In middle school, high school, and college, Keri played the trumpet. She was in marching band and concert band. The high school marching band won a trip to London, England, to march in the New Year’s Day Parade. This is the trip where she and Gwen Farmer (Sellers) got to know each other better. They remained close, even though times of distance separated them. Last year, Gwen started staying overnight on the weekend, sleeping in Keri’s room, with Keri and me. She was there with us when she died.

 

While in college (Appalachian State U.), Keri started so many friendships that have never gone away.  One of those was her first husband, Brian. They helped each other a lot thru those college years, and even though they both knew the relationship had changed, they couldn’t get past wanting it to be the way it was. So they got married.  The marriage lasted 3 years, and they parted as friends. A lot of hurt there for both, but she told me she never regretted marrying him, because the relationship, helped make her who she was. I said we should have tried harder to talk them out of marrying, but she said “Mom, we had to make our own way, and our own mistakes.”

 

College was a blast; she had fun. She was sick a lot, but she loved college, always making the Dean’s List, while being an active member in everything, from Honor Societies, to the Marching Mountaineers, to SAI. Her sisters were everything.  Her friendship with one, Jennifer Lail (Lassiter), became one that grew with each day.  Jennifer is the one that started the original website, helpkeri.com, in July, 2007.  Jennifer and I started the Keri B. Still Organization.

 

While working on her first Masters, and working fulltime, Keri met Copeland Still.  Totally an outdoors sports loving country boy, she took to him right away.

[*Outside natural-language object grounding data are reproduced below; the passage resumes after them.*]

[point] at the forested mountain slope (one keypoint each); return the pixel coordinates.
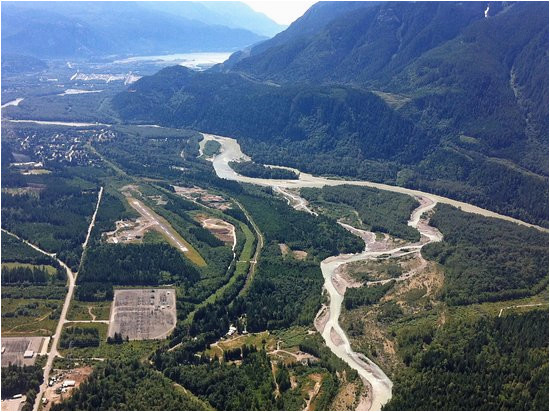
(429, 95)
(84, 29)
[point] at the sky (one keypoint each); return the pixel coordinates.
(283, 12)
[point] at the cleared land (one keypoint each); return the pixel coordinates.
(155, 222)
(13, 350)
(223, 230)
(143, 313)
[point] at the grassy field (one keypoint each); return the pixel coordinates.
(259, 340)
(127, 350)
(81, 310)
(10, 265)
(241, 269)
(30, 316)
(192, 254)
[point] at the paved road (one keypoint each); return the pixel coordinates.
(231, 151)
(63, 317)
(53, 352)
(332, 332)
(149, 214)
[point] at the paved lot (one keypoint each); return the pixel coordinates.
(143, 313)
(13, 350)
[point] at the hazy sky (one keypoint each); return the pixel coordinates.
(283, 12)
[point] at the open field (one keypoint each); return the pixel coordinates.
(29, 316)
(10, 265)
(223, 230)
(200, 195)
(143, 313)
(152, 221)
(89, 310)
(89, 355)
(13, 350)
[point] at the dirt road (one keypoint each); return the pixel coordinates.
(231, 151)
(167, 232)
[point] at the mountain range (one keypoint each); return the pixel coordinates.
(447, 97)
(99, 29)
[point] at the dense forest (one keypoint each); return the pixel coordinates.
(282, 224)
(487, 259)
(37, 218)
(284, 293)
(14, 250)
(34, 275)
(146, 264)
(123, 386)
(252, 169)
(379, 210)
(228, 386)
(489, 148)
(490, 363)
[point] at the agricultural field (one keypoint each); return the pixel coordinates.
(89, 310)
(24, 317)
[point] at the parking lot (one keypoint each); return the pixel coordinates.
(143, 313)
(15, 349)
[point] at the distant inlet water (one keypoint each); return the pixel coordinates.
(195, 61)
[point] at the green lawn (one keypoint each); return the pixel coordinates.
(29, 316)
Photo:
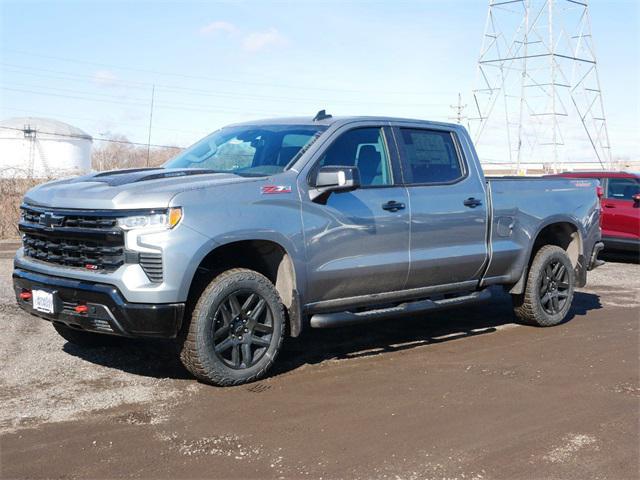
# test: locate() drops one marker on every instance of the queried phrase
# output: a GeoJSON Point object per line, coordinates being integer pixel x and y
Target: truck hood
{"type": "Point", "coordinates": [126, 189]}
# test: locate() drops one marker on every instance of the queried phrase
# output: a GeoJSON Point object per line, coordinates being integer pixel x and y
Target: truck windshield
{"type": "Point", "coordinates": [258, 150]}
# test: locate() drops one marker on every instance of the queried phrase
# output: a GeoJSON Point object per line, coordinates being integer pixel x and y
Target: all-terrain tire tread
{"type": "Point", "coordinates": [192, 358]}
{"type": "Point", "coordinates": [524, 305]}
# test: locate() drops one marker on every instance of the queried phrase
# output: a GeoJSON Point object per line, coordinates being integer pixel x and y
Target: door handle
{"type": "Point", "coordinates": [393, 206]}
{"type": "Point", "coordinates": [472, 202]}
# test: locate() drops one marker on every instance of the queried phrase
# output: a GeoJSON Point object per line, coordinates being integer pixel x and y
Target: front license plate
{"type": "Point", "coordinates": [42, 301]}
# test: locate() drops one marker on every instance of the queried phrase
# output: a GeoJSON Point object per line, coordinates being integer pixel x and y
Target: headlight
{"type": "Point", "coordinates": [154, 221]}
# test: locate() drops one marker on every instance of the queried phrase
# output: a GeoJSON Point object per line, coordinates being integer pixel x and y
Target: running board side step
{"type": "Point", "coordinates": [343, 319]}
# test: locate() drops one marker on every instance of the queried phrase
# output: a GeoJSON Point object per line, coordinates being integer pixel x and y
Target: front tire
{"type": "Point", "coordinates": [236, 329]}
{"type": "Point", "coordinates": [549, 290]}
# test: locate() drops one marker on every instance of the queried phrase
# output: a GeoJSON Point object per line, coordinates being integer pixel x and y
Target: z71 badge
{"type": "Point", "coordinates": [272, 189]}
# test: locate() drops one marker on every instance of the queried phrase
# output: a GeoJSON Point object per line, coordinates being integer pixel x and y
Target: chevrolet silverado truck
{"type": "Point", "coordinates": [264, 229]}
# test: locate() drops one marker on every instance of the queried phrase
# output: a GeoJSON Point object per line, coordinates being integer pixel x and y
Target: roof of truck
{"type": "Point", "coordinates": [600, 174]}
{"type": "Point", "coordinates": [330, 120]}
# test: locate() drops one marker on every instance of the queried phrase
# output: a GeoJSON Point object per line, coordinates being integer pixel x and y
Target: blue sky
{"type": "Point", "coordinates": [93, 63]}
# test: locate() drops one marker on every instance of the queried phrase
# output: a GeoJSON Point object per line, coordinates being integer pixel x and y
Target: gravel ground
{"type": "Point", "coordinates": [451, 397]}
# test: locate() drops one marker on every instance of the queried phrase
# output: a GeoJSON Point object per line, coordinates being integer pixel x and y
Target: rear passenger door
{"type": "Point", "coordinates": [448, 208]}
{"type": "Point", "coordinates": [620, 218]}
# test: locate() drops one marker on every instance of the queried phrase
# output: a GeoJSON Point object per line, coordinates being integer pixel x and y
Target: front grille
{"type": "Point", "coordinates": [74, 240]}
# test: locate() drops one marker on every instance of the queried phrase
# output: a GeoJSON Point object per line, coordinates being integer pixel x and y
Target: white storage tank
{"type": "Point", "coordinates": [32, 147]}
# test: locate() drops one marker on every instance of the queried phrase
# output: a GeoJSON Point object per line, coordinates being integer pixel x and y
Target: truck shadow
{"type": "Point", "coordinates": [620, 256]}
{"type": "Point", "coordinates": [159, 359]}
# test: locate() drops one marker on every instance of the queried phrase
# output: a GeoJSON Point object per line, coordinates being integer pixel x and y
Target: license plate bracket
{"type": "Point", "coordinates": [43, 301]}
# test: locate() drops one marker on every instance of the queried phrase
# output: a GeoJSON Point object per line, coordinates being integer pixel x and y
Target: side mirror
{"type": "Point", "coordinates": [335, 179]}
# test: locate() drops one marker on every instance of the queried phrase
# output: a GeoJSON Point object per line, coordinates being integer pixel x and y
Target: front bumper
{"type": "Point", "coordinates": [107, 310]}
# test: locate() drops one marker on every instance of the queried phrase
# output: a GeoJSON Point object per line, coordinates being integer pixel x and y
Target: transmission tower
{"type": "Point", "coordinates": [458, 111]}
{"type": "Point", "coordinates": [538, 89]}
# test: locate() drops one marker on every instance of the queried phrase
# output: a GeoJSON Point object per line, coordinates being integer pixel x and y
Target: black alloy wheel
{"type": "Point", "coordinates": [554, 287]}
{"type": "Point", "coordinates": [243, 329]}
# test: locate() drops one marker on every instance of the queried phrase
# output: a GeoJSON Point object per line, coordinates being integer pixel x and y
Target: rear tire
{"type": "Point", "coordinates": [236, 329]}
{"type": "Point", "coordinates": [549, 289]}
{"type": "Point", "coordinates": [86, 339]}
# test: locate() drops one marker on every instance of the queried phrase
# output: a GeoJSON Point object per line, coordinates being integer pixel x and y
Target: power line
{"type": "Point", "coordinates": [208, 78]}
{"type": "Point", "coordinates": [110, 140]}
{"type": "Point", "coordinates": [219, 93]}
{"type": "Point", "coordinates": [200, 133]}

She loved all the same things, and they had a ball;  riding, 4wheeling, racing, boating, hunting.  They sure had the rough spots too. Somehow, they always came through it, more assured they were meant to be together.

 

When Keri got pregnant in June of 2006, they started planning on building a new home. By this time, she had been limping in/out of doctors offices for 6 months. Their marriage was getting rocky, due to Copeland’s abuse of drugs. He admits this; readily told the reporter about it in 2007 when the front page article was printed on Keri, so I’m not telling something private here.

 

When Keri received her diagnosis of ALS, Copeland was by her side, from then on.  They went to counseling and waited til the baby was born, so she could get about the business of healing her legs. She would not try any of the suggested treatments, due to the possibility of harming baby Kellyn.

The rest is a history I wish could be rewritten.